Francois and Petr, together with Marta Jarzyna from Ohio State University published a new paper in Science.
Using 1033 North American Breeding Bird Survey routes, we analyzed abundance change and its acceleration for 261 bird species, 54 avian families, and 10 habitats from 1987 to 2021. We show an average continent-wide decline of abundance of all birds per local route, with hotspots of decline in southern and warm parts of North America and hotspots of accelerating decline in the Mid-Atlantic, Midwest, and California, matching patterns of agricultural intensity. In contrast to the acceleration, the decline itself is more associated with patterns of temperature.
These are the most important novelties which brought the paper all the way to Science:
- We focus on acceleration, a shift from the traditional focus on simple declines or increases.
- We use cutting edge Bayesian models which account for imperfect detection, and we propagate the uncertainty of our estimates to as many steps of the analyses as possible.

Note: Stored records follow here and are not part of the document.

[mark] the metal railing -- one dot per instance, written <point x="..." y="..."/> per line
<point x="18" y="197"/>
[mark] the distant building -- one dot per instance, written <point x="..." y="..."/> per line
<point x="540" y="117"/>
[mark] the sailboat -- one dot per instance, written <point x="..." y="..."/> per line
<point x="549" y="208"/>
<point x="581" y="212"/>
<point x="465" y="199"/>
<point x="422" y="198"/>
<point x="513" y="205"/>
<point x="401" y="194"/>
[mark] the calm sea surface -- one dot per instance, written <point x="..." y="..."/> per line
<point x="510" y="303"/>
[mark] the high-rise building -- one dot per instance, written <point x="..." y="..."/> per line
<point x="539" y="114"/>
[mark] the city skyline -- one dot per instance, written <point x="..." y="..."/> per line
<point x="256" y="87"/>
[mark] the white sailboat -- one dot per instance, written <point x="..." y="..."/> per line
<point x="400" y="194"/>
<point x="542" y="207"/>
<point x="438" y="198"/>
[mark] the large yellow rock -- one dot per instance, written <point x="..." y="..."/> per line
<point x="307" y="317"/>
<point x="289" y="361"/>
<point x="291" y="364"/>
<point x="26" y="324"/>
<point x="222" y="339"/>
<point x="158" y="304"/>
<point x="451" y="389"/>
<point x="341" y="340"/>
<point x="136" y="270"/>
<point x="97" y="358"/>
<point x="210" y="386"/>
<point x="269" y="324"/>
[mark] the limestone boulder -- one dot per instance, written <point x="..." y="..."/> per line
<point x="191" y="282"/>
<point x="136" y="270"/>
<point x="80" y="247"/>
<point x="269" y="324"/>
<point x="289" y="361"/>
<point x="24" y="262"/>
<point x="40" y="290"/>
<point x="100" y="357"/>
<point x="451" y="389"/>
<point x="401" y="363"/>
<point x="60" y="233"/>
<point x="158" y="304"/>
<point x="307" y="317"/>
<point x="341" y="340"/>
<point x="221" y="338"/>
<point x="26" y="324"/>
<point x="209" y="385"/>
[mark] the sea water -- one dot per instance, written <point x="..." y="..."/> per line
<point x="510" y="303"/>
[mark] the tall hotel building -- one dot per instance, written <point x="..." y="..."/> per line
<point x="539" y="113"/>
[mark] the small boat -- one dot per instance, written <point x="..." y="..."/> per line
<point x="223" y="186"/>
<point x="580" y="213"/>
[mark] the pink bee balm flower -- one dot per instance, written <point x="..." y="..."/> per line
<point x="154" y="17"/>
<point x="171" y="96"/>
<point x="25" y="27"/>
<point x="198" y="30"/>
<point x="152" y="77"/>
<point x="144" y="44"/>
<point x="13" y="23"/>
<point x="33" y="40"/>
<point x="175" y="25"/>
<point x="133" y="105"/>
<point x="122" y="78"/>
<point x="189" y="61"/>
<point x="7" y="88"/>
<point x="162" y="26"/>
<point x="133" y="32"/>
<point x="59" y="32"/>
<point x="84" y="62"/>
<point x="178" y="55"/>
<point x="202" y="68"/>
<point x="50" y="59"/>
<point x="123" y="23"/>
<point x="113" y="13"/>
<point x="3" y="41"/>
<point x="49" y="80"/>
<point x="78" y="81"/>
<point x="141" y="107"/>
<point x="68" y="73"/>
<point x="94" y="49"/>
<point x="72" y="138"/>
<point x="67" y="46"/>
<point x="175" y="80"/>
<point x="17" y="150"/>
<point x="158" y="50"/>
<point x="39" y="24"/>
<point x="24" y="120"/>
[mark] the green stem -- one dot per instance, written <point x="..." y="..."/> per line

- We were surprised to discover the signal of agriculture in the acceleration, but not in the decline itself. The latter seems to be more affected by temperature. In hindsight, however, the negative effect of agriculture seems plausible. This also shows that different aspects of temporal dynamics (e.g. decline vs its acceleration) can have different drivers.
- We offer a conceptual framework to study change of other phenomena. We suggest that ecologists should focus more on second derivations (acceleration or deceleration).
The article was also reported by New York Times, Washington Post or Associated Press among many outlets.